Furono due finali tarantiniane. Profondamente Pulp fiction per Lazio e Parma che a metà partita le avevano perse e poi rimontarono come Bruce Willis alias Buch su tutti i suoi avversari. La Lazio perdeva davanti a 64.000 aficionados imbandierati con i colori della storia. Il liberiano Weah ( all’andata ) e Albertini su punizione al ritorno avevano portato il Milan sul 2-0, sembrava finita. E invece Gottardi, Jugovic e Nesta ribaltarono la partita portando in trionfo la Lazio per la seconda volta dopo il primo titolo di quarantanni prima.

La finale del 1992 tra Maxicono Parma e Mediolanum Milano fu invece un anticipo di Hateful Eight, un classico western del tutti contro tutti. Il Parma si ritrovava di fronte in un sol colpo tre assi che avevano contribuito al grande slam del ’90, l’obice Andrea Zorzi, il muratore Claudio Galli e la mente strategica l’americano Jeff Stork campione olimpico. Un grande Milan completato da Lucchetta e Franco Bertoli mano di pietra.

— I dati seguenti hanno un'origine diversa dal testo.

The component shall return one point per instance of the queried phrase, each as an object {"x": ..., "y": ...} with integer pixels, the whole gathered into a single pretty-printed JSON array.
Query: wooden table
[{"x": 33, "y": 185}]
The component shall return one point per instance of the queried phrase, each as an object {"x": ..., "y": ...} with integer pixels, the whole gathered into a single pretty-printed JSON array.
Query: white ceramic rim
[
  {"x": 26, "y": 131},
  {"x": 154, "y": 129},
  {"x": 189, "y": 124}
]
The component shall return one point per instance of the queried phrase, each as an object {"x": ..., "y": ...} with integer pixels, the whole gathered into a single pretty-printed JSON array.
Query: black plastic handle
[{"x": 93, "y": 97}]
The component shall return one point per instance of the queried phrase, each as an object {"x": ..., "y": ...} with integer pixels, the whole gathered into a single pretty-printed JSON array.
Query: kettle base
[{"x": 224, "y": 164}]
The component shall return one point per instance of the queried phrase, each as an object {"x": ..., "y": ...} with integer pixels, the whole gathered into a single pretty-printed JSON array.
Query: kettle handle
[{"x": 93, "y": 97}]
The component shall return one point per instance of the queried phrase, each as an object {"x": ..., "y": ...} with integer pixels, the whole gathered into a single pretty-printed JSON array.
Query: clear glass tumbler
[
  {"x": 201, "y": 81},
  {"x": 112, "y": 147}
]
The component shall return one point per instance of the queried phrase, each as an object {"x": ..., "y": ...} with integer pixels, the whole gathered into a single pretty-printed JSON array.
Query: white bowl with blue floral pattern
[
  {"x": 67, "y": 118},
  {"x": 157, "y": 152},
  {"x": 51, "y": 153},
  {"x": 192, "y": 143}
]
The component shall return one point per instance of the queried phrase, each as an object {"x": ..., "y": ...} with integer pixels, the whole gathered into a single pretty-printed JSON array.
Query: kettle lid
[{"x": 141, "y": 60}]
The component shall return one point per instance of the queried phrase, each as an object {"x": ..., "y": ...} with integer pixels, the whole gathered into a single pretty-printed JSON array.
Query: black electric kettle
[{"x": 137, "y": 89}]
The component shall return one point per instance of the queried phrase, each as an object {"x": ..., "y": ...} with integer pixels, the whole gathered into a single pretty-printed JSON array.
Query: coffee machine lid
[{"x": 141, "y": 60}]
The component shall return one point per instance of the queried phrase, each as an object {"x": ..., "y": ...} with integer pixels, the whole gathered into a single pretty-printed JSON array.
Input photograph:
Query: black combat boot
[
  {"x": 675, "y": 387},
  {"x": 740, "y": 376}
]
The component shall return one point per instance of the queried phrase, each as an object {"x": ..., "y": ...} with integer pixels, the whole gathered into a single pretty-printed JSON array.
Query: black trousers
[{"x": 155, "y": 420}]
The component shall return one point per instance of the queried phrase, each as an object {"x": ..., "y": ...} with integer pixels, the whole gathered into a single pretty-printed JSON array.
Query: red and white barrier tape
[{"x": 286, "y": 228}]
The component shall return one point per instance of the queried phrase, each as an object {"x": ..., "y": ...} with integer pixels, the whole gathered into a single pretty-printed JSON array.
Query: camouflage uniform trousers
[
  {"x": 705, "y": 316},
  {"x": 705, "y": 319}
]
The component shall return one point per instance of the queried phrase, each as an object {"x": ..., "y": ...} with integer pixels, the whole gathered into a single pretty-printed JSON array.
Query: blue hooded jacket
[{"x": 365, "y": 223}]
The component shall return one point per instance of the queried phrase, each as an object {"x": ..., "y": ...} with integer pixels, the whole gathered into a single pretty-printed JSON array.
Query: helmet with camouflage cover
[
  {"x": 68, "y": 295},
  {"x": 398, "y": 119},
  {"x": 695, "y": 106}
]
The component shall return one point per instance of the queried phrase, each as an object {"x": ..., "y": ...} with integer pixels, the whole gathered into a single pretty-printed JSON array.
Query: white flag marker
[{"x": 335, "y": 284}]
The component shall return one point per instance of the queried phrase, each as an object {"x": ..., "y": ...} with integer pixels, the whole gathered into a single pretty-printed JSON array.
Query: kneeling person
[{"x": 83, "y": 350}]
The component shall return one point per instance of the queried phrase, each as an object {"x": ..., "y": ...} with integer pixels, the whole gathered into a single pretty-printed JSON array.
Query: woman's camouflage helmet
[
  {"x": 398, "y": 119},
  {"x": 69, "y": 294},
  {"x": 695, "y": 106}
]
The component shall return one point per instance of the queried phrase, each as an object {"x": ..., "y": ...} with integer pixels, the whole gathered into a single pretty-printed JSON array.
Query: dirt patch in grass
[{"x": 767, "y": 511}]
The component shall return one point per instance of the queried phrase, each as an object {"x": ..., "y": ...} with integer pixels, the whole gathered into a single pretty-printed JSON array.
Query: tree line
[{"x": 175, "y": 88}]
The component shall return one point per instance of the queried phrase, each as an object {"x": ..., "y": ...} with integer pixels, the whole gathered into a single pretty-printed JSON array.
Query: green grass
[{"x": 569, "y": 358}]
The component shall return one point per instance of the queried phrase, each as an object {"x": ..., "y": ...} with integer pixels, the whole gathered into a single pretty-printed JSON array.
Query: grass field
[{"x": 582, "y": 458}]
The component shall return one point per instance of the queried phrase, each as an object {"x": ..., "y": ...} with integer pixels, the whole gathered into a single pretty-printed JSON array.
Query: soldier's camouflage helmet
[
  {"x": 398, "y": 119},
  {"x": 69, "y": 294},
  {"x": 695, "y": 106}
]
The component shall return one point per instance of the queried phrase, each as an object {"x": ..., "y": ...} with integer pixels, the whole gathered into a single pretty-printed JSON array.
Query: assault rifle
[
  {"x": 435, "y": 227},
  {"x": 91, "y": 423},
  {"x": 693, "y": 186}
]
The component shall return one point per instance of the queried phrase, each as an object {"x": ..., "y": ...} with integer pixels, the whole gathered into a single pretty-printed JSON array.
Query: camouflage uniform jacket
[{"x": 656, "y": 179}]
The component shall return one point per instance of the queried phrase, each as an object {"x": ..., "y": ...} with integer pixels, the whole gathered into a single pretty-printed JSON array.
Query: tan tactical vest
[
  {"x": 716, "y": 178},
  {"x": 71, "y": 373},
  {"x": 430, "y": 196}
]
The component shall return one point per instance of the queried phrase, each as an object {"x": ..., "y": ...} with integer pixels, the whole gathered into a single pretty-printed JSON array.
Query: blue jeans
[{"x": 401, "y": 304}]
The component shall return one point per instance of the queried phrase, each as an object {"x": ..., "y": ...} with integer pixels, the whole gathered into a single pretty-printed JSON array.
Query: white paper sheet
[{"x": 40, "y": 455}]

Pronti via e il Milan vola 2 set a 0, sembrano i gol di Weah e Albertini. Ma la Maxi rimonta sospinta da Blangè, Carlao i Gottardi e gli Jugovic di Parma. Quando la squadra vince il quarto set 16-14 è come se segnasse il rigore del 2-1 laziale, poi l’apoteosi al tie break e il quindicesimo punto sembra il gol di Nesta sotto porta.

In due finali con la stessa squadra avversaria sta tutta la similitudine tra Lazio e Parma, due formazioni fatte per navigare sicure in coppa Italia. Identiche nell’affrontare e battere grandi rivali nei turni preliminari, dal Napoli, al Torino, dall’Atalanta alla Tarantini Bologna o al Vianello Pescara. Identiche nel schierare giocatori di grinta e sostanza come Carlao e Passani, i Gottardi e i Leiva della Lazio tricolore. Identiche nel battere in finale un grande brasiliano, Ronaldo nel 2000 e Tande nel 1992. Simili nel vincere all’ultimo tuffo, i rigori di Lazio – Sampdoria del 2009 e i quinti set delle tante sfide Parma – Modena.

Il Parma pallavolo oggi non esiste più, mentre la Lazio continua il suo cammino sportivo con la vestigia di un’altra coppa nelle mani. Ancorata al suo mese delle vittorie storiche maggio, vola un’aquila nel cielo.